A union official at a prominent West Virginia mine said this month that it was simply no longer economically viable and that 260 workers had lost their jobs but that they were all confident that the jobs would soon return with raises to boot. [Sounds suspiciously like the Trump braggadocio that AT&T was first to hand out $1,000 bonuses to employees because of the GOP tax bill whereas they had actually laid off thousands of workers prior to paying those bonuses.

Even more illustrative is that Reuters reported in November that coal miners who were rejecting free training courses in other fields [provided by funds set aside during the Obama administration] cited Trump’s promise that he would bring back coal jobs. So they collect welfare rather than take advantage of the free opportunity to acquire new skills and gainful employment based on a Trump promise that cannot and will not happen.

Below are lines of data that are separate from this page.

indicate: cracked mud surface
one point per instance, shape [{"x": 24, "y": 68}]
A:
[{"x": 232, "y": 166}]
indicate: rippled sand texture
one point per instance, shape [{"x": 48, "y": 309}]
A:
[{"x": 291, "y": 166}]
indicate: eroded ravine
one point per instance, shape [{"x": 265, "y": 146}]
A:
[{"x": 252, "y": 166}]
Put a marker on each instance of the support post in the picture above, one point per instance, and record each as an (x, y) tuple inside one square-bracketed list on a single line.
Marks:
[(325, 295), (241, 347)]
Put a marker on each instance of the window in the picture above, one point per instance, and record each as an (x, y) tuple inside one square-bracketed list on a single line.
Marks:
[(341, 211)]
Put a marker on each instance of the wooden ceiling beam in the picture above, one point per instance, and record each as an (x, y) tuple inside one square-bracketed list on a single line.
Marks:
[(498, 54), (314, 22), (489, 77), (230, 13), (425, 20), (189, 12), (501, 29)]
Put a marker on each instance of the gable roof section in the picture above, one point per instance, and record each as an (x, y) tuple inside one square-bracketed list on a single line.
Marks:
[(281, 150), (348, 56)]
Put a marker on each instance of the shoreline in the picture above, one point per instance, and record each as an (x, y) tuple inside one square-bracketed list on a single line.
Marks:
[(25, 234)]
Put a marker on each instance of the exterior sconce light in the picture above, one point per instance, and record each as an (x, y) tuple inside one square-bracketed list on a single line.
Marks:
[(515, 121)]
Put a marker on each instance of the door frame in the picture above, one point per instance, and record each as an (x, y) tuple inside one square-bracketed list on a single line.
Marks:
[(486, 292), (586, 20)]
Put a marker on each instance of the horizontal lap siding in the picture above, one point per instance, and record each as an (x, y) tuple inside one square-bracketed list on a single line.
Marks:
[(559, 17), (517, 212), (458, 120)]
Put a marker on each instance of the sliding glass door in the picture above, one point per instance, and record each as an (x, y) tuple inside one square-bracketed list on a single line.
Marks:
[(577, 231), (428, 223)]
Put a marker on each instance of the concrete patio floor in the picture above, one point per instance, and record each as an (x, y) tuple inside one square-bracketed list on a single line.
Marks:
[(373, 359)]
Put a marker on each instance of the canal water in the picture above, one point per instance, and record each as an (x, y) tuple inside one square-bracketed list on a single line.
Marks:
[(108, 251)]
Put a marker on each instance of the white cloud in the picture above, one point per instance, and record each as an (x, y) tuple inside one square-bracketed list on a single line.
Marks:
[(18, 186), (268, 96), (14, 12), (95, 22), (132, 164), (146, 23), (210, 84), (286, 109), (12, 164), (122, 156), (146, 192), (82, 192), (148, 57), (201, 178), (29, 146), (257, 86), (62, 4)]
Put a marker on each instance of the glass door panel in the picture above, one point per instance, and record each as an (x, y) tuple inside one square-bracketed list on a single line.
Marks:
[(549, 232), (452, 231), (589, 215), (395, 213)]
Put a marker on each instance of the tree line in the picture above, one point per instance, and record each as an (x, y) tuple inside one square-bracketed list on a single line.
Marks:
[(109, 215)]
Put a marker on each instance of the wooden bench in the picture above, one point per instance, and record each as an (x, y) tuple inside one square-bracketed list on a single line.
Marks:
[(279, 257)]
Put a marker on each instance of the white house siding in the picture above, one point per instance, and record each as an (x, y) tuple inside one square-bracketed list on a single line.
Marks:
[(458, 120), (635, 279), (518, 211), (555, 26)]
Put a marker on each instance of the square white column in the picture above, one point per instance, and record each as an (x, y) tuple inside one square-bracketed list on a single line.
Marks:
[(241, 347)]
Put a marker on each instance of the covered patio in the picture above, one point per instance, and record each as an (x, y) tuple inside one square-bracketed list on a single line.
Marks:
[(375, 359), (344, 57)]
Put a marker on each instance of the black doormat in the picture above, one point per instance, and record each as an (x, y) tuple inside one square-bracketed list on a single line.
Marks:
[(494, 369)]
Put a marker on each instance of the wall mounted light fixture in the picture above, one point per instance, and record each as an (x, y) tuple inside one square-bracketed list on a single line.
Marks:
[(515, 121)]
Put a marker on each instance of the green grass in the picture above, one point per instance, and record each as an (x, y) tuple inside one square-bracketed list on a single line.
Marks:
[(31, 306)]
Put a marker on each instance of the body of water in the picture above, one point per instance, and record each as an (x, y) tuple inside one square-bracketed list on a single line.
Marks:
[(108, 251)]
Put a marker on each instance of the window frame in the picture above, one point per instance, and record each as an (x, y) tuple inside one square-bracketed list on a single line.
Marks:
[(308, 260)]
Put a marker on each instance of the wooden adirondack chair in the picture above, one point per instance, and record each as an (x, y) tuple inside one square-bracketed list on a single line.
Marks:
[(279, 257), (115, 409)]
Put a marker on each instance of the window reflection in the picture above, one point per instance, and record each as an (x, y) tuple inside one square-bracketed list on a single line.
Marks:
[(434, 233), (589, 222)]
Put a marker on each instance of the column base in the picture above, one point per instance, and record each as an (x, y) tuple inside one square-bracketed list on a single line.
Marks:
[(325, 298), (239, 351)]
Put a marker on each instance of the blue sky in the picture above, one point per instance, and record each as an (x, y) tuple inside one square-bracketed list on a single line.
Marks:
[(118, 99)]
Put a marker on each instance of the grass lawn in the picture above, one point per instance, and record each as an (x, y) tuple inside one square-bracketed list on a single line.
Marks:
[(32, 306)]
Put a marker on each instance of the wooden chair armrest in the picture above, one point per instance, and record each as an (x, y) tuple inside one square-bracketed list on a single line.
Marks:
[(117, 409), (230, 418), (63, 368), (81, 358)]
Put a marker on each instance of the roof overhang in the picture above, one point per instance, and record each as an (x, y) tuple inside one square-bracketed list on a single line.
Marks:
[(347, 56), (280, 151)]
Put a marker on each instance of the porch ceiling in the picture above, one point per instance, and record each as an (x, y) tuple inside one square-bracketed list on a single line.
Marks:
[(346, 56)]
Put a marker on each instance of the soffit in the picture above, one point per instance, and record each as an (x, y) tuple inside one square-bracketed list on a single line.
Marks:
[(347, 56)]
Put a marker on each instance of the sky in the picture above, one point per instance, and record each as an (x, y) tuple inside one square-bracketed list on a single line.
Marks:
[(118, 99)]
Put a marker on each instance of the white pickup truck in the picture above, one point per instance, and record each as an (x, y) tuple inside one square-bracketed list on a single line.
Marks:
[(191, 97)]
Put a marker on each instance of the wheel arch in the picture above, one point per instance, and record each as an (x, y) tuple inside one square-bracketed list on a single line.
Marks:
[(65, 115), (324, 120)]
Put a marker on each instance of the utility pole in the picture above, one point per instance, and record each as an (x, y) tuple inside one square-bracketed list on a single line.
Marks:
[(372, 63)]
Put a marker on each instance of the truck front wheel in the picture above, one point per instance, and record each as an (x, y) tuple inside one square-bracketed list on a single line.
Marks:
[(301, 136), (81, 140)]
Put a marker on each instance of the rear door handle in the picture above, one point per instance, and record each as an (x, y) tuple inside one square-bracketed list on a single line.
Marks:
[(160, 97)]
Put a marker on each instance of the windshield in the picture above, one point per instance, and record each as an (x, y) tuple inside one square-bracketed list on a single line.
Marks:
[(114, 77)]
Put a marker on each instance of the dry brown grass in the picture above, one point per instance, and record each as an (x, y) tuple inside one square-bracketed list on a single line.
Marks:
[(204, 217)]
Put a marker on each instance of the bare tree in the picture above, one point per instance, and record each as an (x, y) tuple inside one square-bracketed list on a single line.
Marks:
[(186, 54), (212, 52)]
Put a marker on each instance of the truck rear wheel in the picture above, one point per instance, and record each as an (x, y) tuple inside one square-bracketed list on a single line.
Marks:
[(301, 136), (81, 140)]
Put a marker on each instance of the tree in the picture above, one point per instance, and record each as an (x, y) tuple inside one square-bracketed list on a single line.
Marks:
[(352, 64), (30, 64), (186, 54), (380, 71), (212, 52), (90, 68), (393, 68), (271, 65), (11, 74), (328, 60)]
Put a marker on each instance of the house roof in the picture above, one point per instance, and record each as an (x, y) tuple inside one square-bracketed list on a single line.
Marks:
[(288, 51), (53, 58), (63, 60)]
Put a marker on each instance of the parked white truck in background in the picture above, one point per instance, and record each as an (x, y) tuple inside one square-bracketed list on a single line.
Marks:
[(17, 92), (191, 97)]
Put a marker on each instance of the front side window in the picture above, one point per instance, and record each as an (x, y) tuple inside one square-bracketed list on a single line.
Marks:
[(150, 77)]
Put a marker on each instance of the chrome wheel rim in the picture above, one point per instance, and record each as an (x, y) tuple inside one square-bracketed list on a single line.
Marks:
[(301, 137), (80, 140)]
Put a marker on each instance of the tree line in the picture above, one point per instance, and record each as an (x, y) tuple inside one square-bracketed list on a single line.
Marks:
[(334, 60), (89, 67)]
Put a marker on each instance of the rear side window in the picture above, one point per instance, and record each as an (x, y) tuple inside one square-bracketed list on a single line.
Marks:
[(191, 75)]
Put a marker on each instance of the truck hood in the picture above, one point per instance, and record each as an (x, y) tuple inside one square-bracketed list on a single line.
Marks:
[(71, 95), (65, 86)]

“The regulatory changes promulgated by Trump are entirely outweighed by these technological changes, not to mention the price of natural gas or renewables. Even if you brought back demand for coal, you wouldn’t bring back anything resembling the same number of workers, much less for higher wages” Mark Muro, a senior fellow at the Brookings Institution’s Metropolitan Policy Program, told The New York Times this past March.

But that won’t stop Trump voters from believing, as he promises them jobs that will never materialize.

Sub-Prime Auto Loans

Consumers have made it worthwhile for automakers and banks to create ways for Americans to purchase larger, heavier, less efficient, more expensive vehicles on comparable terms to those once promoted to own smaller, lighter, more fuel efficient, less expensive vehicles. The circumstances aren’t the same, though, and consumers are stretching themselves ominously thin to meet them.
Macro Economists are currently determining if the supercharged loaning and supercharged defaulting should be considered a bubble, and if so, whether that bubble could do the same damage as the mortgage bubble. As long ago as November 2016 I was emphasizing the length and breadth of the dangers in the subprime auto market.

Even ignoring the worst predictions, these should be alarming numbers.

  1. Earlier this year, the length of the average auto loan sky-rocketed to an all-time high of 69.3 months.
  2. The average price of a new vehicle before incentives climbed to $35,309, another record.
  3. The average buyer finances $30,945 of a car purchase, also a record.
  4. Monthly payments average $517, another record.

If you spend a now-common seven years paying down that $30,945 average loan on a $35,309 average price, it’ll cost you about $4,000 in interest. With taxes and fees, the real total cost of the vehicle is over $40K. Meanwhile, median household income stood at $59,039 in 2016, and the personal savings rate is  an anemic 3.2 percent, a level not seen since just before the Bush market crash in late 2007. And we should all remember what happened by 2008.

An AutoNews story from March reported, “Through February 2017, 33.8 percent of loans were 73 to 84 months.” As of June 2017, out of those six- to seven-year terms, “28.7 percent of new-vehicle loans were 84 months.” More records.

Ten percent of used-car loans on 2010-model-year vehicles run 73 to 84 months. Seven-year car loans on seven-year-old cars? That’s how you get this sentence: “According to, an estimated 32 percent of all trade-ins toward the purchase of a new car through the end of 2016 were underwater [worth less than the outstanding loan balance].”

Despite the self-congratulatory proclamations of Benito Cheeto and his cowardly minions in the GOP Congress who point to an unrealistically high stock market [less a reflection of the strength of the overall economy and all about the coming billions in government financed dividends to shareholders], mark my words—the dark clouds on the American economic horizon mean the same GOP robber barons will be coming after Medicare and Social Security to pay for CEOs, shareholders, and investment firms New Year’s celebrations.

Meanwhile, the eviction notices that steel and coal workers will be facing will be met with dejected disbelief as they realize that they’ve been played like an Appalachian banjo.